The archaeologist is home. His name is Stephen Acabado. He is home to share with us the idea that there are other ways of learning our past, which does not have to do with history. This mode of knowing is through archaeology - anthropology is the wider frame. This discipline looks at the data of years and years before the written documents, or archives. We know of course the terrorism of archives in a country that has been colonized by two major empires (and we are not counting the Japanese and the subsequent imperial powers that came after the Second World War) and in whose archives - libraries, theories and books - we have created our images in the likeness of the conquerors.
Acabado is here also with a new book, Indigenous Archaeology: Decolonizing Ifugao History.
For many of us, archaeology is much misunderstood. It is a discipline that is always seen as involving digging through layers and layers of soil and uncovering (discovering) artifacts. It is an exotic approach and that is one purpose of our Bikolano archaeologist, Acabado, to demystify and de-exoticize archaeology.

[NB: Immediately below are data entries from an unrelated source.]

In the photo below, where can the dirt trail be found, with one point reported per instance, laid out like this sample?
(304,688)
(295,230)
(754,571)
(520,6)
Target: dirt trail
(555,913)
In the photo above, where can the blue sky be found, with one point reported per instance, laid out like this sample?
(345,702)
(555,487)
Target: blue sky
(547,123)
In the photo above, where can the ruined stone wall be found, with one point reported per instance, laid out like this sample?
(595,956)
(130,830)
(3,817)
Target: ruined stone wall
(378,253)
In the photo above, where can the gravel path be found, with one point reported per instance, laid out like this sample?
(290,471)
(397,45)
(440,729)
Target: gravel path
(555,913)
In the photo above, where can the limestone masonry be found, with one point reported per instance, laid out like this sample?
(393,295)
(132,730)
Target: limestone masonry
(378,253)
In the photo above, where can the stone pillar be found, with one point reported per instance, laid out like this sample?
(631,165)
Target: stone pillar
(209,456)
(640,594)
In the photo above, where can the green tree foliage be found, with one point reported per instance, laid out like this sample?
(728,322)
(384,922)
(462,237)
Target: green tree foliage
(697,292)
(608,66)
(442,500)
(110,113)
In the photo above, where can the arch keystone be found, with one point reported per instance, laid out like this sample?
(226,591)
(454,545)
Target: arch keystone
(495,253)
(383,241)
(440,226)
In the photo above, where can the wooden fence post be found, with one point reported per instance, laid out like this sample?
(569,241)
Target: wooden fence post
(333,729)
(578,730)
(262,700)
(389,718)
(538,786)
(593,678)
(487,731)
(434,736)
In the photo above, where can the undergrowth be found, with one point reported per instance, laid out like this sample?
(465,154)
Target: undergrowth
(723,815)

Our image of an archaeologist is that of an intrepid adventurer combative or ridiculously astute in dealing with the “natives” so that he could steal from them artifacts or acres of land from which he could begin to dig. At the end of this enterprise, is a collection of priceless objects, the pricelessness and significance of which are dictated by the markets with which the social scientist deals. And yet it must be said also that within anthropology/archaeology resides the greater contradiction.
In the book, Gods of the Upper Air, How a Circle of Renegade Anthropologists Invented Race, Sex, and Gender in the Twentieth Century, Charles King writes of the interaction between the anthropologist and the indigenous people: The fates of these people ranged from the merely tragic - debts unpaid, letters unanswered, assumed friendships left to decay once the anthropologist departed for home - to the grisly. By the time Mead [Margaret Mead] joined the museum as a junior curator, she walked to work every day past an entire graveyard of human remains. Drawers and vitrines held the bones of real people who had ended up as museum artifacts only because their families and neighbors hadn’t been powerful enough to stop it.”
Here is where decolonization enters. As the students of Acabado begin their Bikol Archaeological Project, they need to engage the people and the community. That where they dig and map, they must involve the people in the production of value and knowledge.
An engaged scholarship must include the communities in the interpretation of data. Their lores and experiences are necessary in order that the stories of the community are told.
The case of the Ifugao and their rice terraces is central to the discourse of decolonization. Indigenous communities have always been problematic for a “nation,” that is still struggling with identities. For a long time, we have learned our history and the bravery of our people by the tangential narratives of certain groups (we called them tribes before and the name conjured wildness, savagery and inscrutable tools of war). Thus, the Ifugaos and other communities around the area are the brave ones who stood against the Spanish. We thus, through other communities, have painted the Savage Man, the Pure Race, the untainted Culture.
The book of Acabado and Marlon Martin emphasizes first and foremost about a new dating for the terraces. The implications of this are massive: our notion of time immemorial is questioned. The terraces could not be 2,000 years old. That was a fact imposed by the outsider. Through archaeological means and by working with the local informants, they have come up with a new chronology.
Acabado and Martin put the situation in this manner: “It is clear that the Indigenous history of the Philippines was not a priority in the earlier versions of archaeological research programs in the country. This is compounded by heritage statutes that call for a national agenda, reifying the colonial mindset of assimilation.”
Being more specific, Acabado and Martin state how “Our work in Ifugao has shown that there is a need to change flawed historical narratives that have marginalized Philippine Indigenous groups not only through resource extraction but also through epistemic erasure.”
Both anthropology/archaeology and history, as disciplines, have checkered colonial past. They are greatly linked to conquest, dominance, and acquisition of the material elements of culture. I have, in my columns and occasional essays, been writing about how historians in general have enslaved us to the information in archives. Most of these archives are located abroad and under the control of our former colonizers. Where they are found in the locality, these archives follow the languages of the colonizers. The question is: how does one disengage one’s self from the perspective of the outsider?How does one become a historian without being subsumed in the discourse of the dominant scholarship?
How do we become empowered by the discourse of the circumnavigation of the world? How do we extract our pride from the image of the conqueror’s grave canonized at the side altar of a major Augustinian church?
Archaeology, it appears, has an answer in the generation of Indigenous history, one that, according to the book, combines archaeology, ethnography and community stories. This means the place where more facts are uncovered acquires importance because it indicates the sense of location, the value of the land that yields knowledge. It is also from this land that people ground themselves as they recall and retell the wars fought, the resistance demonstrated,the famine that they survived, and the tales told about their home and the piece of earth they call their own.